What the review data, the inspection reports, and the dementia-care evidence base tell us about this home.

Section 01

What families say

What strikes families is how staff members recall their loved ones even years later. It's the sort of continuity that helps residents feel genuinely known and understood, particularly when memory itself becomes fragile.

The eight family priority themes

  • Staff warmth72
  • Compassion & dignity72
  • Cleanliness70
  • Activities & engagement65
  • Food quality65
  • Healthcare68
  • Management & leadership70
  • Resident happiness68
Section 02

What inspectors found

Inspected 2020-03-10

  • Is this home safe?

    Good
    The Safe domain was rated Good at the February 2020 inspection. This rating covers staffing levels, medicines management, infection control, and how the home responds to accidents and incidents. The published text does not record specific observations, staffing ratios, or examples of how the home handled safety concerns. No concerns or enforcement actions are noted.
    Verified by inspector
  • Is the care effective?

    Good
    The Effective domain was rated Good at the February 2020 inspection. This domain covers training, care planning, nutrition, and access to healthcare including GP visits. The home lists dementia as a specialism, which implies staff should have relevant training beyond a basic induction. No specific detail about training content, care plan quality, or food provision is recorded in the published text.
    Verified by inspector
  • Is this home caring?

    Good
    The Caring domain was rated Good at the February 2020 inspection. This is the domain that most directly captures whether staff are kind, respectful, and unhurried in their interactions with residents. No specific inspector observations, resident quotes, or examples of dignified care are recorded in the published text.
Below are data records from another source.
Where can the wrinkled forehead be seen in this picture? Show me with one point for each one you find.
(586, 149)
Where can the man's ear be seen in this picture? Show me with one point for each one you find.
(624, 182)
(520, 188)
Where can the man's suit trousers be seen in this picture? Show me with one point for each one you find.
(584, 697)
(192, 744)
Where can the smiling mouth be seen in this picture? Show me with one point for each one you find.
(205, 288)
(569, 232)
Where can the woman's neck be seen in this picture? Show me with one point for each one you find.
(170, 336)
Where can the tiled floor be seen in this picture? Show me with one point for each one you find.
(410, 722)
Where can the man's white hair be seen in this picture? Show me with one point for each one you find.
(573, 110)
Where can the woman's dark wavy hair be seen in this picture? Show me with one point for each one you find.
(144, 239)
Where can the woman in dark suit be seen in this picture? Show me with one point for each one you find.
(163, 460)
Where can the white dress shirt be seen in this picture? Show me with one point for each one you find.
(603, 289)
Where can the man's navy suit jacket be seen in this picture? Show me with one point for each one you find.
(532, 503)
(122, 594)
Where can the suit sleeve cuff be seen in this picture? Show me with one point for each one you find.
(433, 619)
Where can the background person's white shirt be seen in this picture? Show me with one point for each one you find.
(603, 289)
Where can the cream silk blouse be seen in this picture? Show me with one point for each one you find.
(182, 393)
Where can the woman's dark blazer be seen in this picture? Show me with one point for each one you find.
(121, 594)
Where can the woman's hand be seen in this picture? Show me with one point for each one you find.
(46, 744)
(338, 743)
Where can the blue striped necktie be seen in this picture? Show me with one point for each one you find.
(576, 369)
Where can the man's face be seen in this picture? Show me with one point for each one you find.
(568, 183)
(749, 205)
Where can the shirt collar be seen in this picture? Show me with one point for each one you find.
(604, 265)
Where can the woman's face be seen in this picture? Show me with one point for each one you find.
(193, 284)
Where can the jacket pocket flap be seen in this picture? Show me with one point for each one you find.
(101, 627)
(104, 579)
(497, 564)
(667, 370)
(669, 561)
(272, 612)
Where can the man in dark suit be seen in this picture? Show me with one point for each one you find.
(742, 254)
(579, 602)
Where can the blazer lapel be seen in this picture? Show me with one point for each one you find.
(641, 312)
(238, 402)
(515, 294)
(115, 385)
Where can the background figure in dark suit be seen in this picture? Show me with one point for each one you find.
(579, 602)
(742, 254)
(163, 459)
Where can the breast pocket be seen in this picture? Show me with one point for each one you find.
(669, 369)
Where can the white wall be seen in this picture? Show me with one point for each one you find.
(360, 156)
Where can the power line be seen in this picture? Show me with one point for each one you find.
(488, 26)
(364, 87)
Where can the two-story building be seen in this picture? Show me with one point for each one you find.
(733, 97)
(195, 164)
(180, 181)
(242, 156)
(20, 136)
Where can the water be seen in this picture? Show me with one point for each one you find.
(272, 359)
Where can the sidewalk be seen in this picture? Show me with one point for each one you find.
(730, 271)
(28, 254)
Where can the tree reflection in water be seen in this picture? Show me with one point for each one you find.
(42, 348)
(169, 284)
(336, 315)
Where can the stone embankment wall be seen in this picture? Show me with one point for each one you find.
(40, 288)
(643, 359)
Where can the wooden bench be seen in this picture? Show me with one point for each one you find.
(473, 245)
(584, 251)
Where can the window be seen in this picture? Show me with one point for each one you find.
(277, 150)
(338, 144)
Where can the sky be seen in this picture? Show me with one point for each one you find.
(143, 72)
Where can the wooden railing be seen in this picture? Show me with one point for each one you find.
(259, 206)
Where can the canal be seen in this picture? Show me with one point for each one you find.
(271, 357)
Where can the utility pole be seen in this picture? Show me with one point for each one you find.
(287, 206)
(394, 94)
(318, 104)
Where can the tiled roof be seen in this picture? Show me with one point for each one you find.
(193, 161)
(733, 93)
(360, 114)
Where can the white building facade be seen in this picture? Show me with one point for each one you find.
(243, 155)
There are no concerns noted in this domain.
    Verified by inspectorResident testimony recorded
  • Is the home responsive?

    Good
    The Responsive domain was rated Good at the February 2020 inspection. This domain covers activities, individual engagement, and how well the home responds to the specific needs and preferences of each resident. For a dementia-specialist home, this should include both group and one-to-one activities, and a complaints process. No activity examples, individual engagement records, or complaints outcomes are described in the published text.
    Verified by inspector
  • Is the home well-led?

    Good
    The Well-led domain was rated Good at the February 2020 inspection. This domain assesses management visibility, governance systems, staff culture, and how the home handles feedback and complaints. The home is run by Appleton Shaw Limited. No information about the manager's tenure, staff turnover, or specific governance examples is recorded in the published text. Critically, the service was archived in February 2026, meaning it is no longer registered with the Care Quality Commission.
    Verified by inspector
  • Source: CQC inspection report →

    Section 03

    What the evidence base says

    Royal Court specialises in caring for people over 65, with particular experience supporting those living with dementia. For residents with dementia, having the same faces around day after day brings a reassuring rhythm. Staff who've been here for years understand how to work with each person's unique needs and preferences. All areas worth probing directly during a visit.

The DCC Verdict

Our editorial view, built from the three lenses: what families tell us, what inspectors record, and how the home sits against good dementia-care practice.

72/ 100

DCC Family Score

Royal Court Care Home scored Good across all five inspection domains, which is a positive foundation. However, the published inspection text contains almost no specific detail, observations, or testimony, so the score reflects a home that passed inspection without giving families much concrete evidence to assess.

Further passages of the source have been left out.